I need to stop saying this. Honestly. It doesn’t really work and I’m not prepared to take away their Christmas morning. Even if it did work, great, I have kids who behave at Christmas time but what about the rest of the year? Once Christmas is over what do I use next?

People and kids alike need to behave nicely. That is the only way to coexist happily on this planet — all year round. I get that there are bad days and horrible moods but on the most part if you want to be a happy member of my family you need to behave and follow the rules. It’s pretty simple.

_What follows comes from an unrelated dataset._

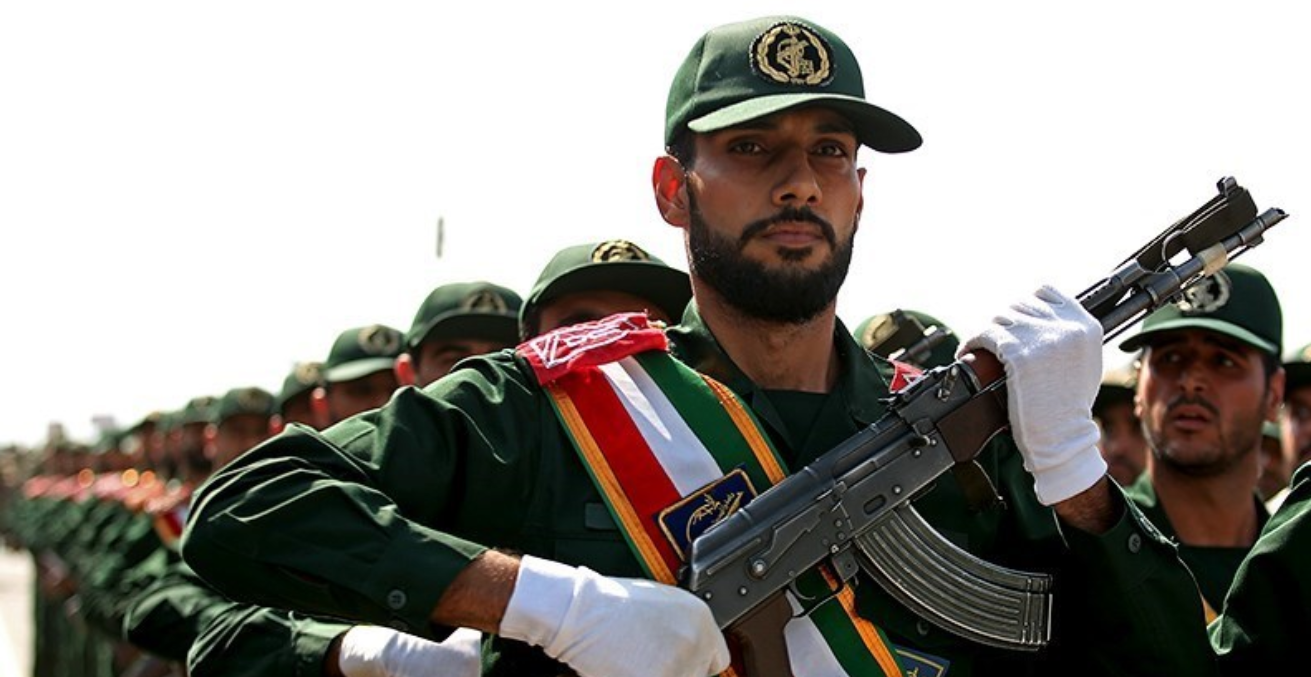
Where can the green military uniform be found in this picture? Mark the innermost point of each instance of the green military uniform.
(178, 617)
(1212, 566)
(1267, 615)
(407, 496)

So, let me ask you this: Has anyone ever played the Grinch and not given a “naughty” child presents from Santa on Christmas morning? Lord knows it’s tempting to me sometimes.



  • Mary T.

    Never done that though I’ve been tempted…I did create one of those Magic Santa or PNP videos that explained to my 4 year old that she was on Santa’s “naughty” list –  but that she still had time before Christmas to “listen to mommy and daddy” and she’d be put back on the nice list again. She was glued to the computer watching the video and for the few days after followed through with her promise to be a good girl and listen to mom and dad. Reality is that she went back to her four-year old self and has thrown tantrums, yelled, misbehaved, not listened etc. I still use the “Santa isn’t bringing you any presents this year if you keep that up” but I too am afraid that I’d have to follow through with that threat and it truly would break my heart…how could I do that to my child???

  • Susantroy

    After Christmas you can always use ‘Santa said if you didn’t behave and listen I was to send your gifts back’.
    I also made PNP Santa videos.  I made a nice and a naughty one.  Depending on what kind of day my 3 year old is having I play the different videos.  When he gets the naughty one he immediately starts behaving better and when he gets the nice one he is even nicer because he is so happy.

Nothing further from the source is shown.